My main issue with Mint Leaf (and it’s been a constant thing for me since the place opened) is the QPR. (With the full acknowledgement that QPR is a very personal thing.)
In general, the food is very good, based on my limited experience with Indian cuisine. It’s less oily and “cleaner” tasting than many of the other local Indian restaurants we eat at. BUT…I think it’s over-priced in terms of location (it’s in a weird area of Pasadena, at the top of Altadena at Washington Blvd) and, moreso, for quantity.
- The two medium-sized samosas were $5.50
- The three silver dollar-sized corn cakes were $7.50
- The tandoori mixed veggie platter held three button mushrooms, a couple (maybe four?) triangles of paneer (these were good!), and a couple triangles of almost flavorless tofu (I expected the tofu to have some sort of seasoning - this might have been a result of asking for it to be spiced mildly, but this was completely devoid of anything and they were the coldest thing on the “platter”) for $12.50
- The mushroom matter was about 80% mushy peas to 20% button mushrooms for $13.50
- The four scallops (medium-sized, very overcooked) were $18.50
I know from past experience that the seafood servings are small, but all the veggie dishes were also smaller than I’d expected. And two of the veggie dishes tasted “off” and did not live up to previous experience in terms of taste.

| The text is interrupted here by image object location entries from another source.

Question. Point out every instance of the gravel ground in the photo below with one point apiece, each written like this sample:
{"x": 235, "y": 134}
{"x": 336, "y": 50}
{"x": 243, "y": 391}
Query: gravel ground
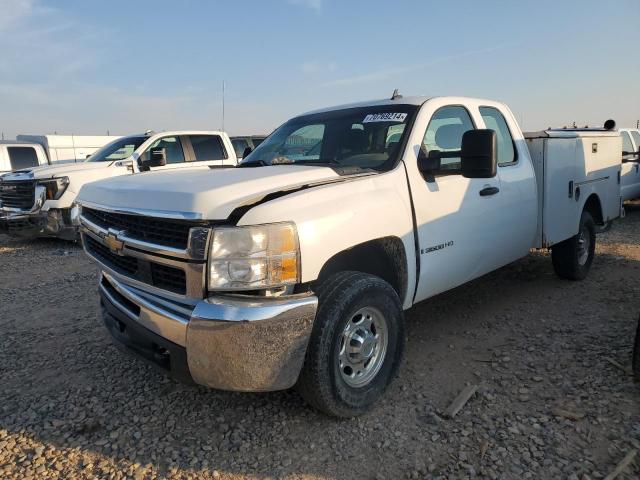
{"x": 550, "y": 403}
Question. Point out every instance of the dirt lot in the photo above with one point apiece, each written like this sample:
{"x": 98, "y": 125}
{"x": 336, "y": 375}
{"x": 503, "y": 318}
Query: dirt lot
{"x": 73, "y": 406}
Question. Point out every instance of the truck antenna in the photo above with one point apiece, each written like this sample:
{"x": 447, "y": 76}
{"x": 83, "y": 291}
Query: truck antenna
{"x": 223, "y": 85}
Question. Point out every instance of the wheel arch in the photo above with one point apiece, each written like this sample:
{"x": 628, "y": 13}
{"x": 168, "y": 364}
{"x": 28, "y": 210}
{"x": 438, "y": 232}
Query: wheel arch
{"x": 383, "y": 257}
{"x": 594, "y": 207}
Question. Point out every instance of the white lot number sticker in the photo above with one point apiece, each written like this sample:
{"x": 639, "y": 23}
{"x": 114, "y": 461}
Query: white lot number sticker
{"x": 385, "y": 117}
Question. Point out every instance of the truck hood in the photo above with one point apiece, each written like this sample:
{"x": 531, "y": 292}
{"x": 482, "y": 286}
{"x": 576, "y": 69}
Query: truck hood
{"x": 51, "y": 171}
{"x": 206, "y": 194}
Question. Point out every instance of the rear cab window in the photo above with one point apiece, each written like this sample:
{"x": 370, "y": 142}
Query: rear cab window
{"x": 444, "y": 134}
{"x": 173, "y": 149}
{"x": 239, "y": 146}
{"x": 22, "y": 157}
{"x": 207, "y": 147}
{"x": 494, "y": 120}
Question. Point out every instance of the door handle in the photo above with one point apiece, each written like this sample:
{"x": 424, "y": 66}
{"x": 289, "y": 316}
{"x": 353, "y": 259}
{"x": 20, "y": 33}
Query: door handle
{"x": 485, "y": 192}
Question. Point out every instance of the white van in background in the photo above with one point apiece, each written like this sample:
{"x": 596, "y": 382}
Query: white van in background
{"x": 630, "y": 172}
{"x": 16, "y": 155}
{"x": 69, "y": 148}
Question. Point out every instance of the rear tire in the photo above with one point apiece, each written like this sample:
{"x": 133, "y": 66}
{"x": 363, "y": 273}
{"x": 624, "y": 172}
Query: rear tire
{"x": 356, "y": 344}
{"x": 572, "y": 258}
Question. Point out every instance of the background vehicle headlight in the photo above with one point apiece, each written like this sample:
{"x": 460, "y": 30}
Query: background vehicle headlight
{"x": 55, "y": 187}
{"x": 249, "y": 258}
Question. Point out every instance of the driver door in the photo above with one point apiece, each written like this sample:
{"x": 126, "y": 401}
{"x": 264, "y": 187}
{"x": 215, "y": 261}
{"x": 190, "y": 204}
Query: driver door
{"x": 457, "y": 218}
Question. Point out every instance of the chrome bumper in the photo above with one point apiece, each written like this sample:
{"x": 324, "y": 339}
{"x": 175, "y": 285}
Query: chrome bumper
{"x": 231, "y": 343}
{"x": 37, "y": 224}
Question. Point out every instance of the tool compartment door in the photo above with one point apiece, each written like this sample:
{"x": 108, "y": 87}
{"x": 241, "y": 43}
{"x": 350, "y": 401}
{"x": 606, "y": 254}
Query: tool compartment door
{"x": 560, "y": 211}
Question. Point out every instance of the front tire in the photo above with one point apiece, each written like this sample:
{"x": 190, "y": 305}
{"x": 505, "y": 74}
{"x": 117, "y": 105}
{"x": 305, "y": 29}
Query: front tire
{"x": 356, "y": 345}
{"x": 572, "y": 258}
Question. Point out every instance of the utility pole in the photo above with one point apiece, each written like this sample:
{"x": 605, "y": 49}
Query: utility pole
{"x": 223, "y": 86}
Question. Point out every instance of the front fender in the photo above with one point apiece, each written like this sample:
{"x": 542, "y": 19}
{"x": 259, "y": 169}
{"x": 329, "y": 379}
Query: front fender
{"x": 335, "y": 217}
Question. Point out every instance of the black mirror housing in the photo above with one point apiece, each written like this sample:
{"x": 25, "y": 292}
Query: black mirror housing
{"x": 246, "y": 152}
{"x": 157, "y": 158}
{"x": 428, "y": 163}
{"x": 479, "y": 154}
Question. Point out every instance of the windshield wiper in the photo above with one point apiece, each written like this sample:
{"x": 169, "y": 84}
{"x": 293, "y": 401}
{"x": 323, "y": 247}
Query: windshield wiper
{"x": 256, "y": 163}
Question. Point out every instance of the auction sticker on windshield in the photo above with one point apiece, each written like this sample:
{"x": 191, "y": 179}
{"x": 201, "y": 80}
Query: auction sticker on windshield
{"x": 385, "y": 117}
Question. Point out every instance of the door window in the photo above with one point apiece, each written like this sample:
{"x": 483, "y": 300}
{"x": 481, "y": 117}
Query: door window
{"x": 239, "y": 145}
{"x": 22, "y": 157}
{"x": 444, "y": 134}
{"x": 173, "y": 149}
{"x": 627, "y": 146}
{"x": 207, "y": 147}
{"x": 494, "y": 120}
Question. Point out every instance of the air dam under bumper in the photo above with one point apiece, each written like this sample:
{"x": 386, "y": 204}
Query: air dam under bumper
{"x": 231, "y": 343}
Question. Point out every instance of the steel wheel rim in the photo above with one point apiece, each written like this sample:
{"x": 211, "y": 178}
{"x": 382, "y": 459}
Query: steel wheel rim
{"x": 363, "y": 347}
{"x": 584, "y": 244}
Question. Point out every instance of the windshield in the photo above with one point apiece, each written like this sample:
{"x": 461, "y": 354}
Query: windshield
{"x": 117, "y": 150}
{"x": 367, "y": 138}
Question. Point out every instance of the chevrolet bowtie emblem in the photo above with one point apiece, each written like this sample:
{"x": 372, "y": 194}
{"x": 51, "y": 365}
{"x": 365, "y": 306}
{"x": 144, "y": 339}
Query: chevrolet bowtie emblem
{"x": 111, "y": 241}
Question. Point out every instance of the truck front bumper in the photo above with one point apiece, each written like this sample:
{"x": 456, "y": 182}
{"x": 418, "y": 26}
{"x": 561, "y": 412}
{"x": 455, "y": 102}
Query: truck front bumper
{"x": 242, "y": 343}
{"x": 61, "y": 223}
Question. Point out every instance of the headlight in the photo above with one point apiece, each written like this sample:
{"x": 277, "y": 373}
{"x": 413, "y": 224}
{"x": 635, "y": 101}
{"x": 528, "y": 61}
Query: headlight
{"x": 249, "y": 258}
{"x": 55, "y": 187}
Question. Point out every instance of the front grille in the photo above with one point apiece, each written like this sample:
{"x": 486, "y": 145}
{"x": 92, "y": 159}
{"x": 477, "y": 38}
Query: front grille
{"x": 121, "y": 264}
{"x": 18, "y": 194}
{"x": 171, "y": 233}
{"x": 169, "y": 278}
{"x": 160, "y": 276}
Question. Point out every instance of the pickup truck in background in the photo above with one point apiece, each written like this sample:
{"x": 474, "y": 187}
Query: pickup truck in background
{"x": 630, "y": 175}
{"x": 40, "y": 201}
{"x": 68, "y": 148}
{"x": 18, "y": 155}
{"x": 246, "y": 144}
{"x": 295, "y": 268}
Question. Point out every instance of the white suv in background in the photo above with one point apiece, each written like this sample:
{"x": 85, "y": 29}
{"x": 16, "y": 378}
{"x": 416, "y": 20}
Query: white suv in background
{"x": 39, "y": 201}
{"x": 630, "y": 173}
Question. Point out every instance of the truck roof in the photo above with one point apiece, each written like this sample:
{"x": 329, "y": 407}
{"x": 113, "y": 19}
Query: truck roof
{"x": 186, "y": 132}
{"x": 401, "y": 100}
{"x": 572, "y": 133}
{"x": 17, "y": 142}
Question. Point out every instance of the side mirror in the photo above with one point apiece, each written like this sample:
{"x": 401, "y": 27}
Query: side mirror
{"x": 428, "y": 163}
{"x": 479, "y": 154}
{"x": 157, "y": 158}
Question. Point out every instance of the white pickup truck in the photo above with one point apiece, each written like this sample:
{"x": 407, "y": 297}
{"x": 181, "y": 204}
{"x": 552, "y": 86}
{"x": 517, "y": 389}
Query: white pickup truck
{"x": 18, "y": 155}
{"x": 630, "y": 176}
{"x": 36, "y": 202}
{"x": 295, "y": 268}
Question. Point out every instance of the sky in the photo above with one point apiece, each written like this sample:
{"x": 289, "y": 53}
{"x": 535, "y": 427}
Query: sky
{"x": 91, "y": 67}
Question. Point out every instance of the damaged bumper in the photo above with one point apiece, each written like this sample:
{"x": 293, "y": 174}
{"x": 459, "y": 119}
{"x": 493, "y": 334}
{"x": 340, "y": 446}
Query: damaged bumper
{"x": 230, "y": 343}
{"x": 61, "y": 223}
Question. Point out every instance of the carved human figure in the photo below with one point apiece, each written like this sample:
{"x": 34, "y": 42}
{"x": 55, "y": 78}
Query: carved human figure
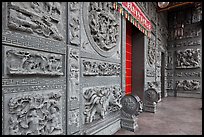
{"x": 34, "y": 123}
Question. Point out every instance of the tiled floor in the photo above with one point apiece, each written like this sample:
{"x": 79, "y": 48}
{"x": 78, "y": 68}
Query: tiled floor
{"x": 174, "y": 116}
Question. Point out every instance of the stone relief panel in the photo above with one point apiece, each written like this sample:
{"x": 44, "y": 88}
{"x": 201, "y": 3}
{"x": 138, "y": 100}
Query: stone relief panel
{"x": 102, "y": 27}
{"x": 150, "y": 73}
{"x": 188, "y": 58}
{"x": 41, "y": 18}
{"x": 151, "y": 52}
{"x": 190, "y": 42}
{"x": 169, "y": 83}
{"x": 170, "y": 60}
{"x": 34, "y": 113}
{"x": 73, "y": 121}
{"x": 197, "y": 13}
{"x": 74, "y": 24}
{"x": 101, "y": 100}
{"x": 28, "y": 41}
{"x": 188, "y": 85}
{"x": 170, "y": 74}
{"x": 100, "y": 68}
{"x": 74, "y": 67}
{"x": 23, "y": 61}
{"x": 188, "y": 74}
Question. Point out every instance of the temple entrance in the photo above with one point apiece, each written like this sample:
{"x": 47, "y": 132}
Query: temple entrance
{"x": 134, "y": 60}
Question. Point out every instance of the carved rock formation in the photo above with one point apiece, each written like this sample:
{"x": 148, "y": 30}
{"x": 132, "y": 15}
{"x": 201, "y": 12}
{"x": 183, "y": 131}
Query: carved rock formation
{"x": 26, "y": 62}
{"x": 41, "y": 18}
{"x": 188, "y": 85}
{"x": 188, "y": 58}
{"x": 100, "y": 100}
{"x": 96, "y": 68}
{"x": 151, "y": 52}
{"x": 103, "y": 24}
{"x": 35, "y": 114}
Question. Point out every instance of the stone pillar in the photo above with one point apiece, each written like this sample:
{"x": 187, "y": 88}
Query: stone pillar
{"x": 131, "y": 107}
{"x": 150, "y": 99}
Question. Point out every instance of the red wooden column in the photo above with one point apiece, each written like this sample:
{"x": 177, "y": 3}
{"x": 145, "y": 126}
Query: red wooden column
{"x": 128, "y": 58}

Maybe it was the “B Team” in the kitchen (as far as the taste issues are concerned)?
Maybe I need to adjust my expectations of the QPR for the place? I don’t know.
(As a side note, the hostess spent a lot of the time we were there staring at her cell phone screen and not answering the restaurant’s phone - again, possible B team on that night?)
Guests said it was the best Indian they’d ever had - and visibly winced when they grabbed the bill. I actually felt badly that they grabbed it, due to all the issues we had with the meal.
So…a mixed experience for the holiday weekend, but no food poisoning, excellent company, and some wonderful tastes.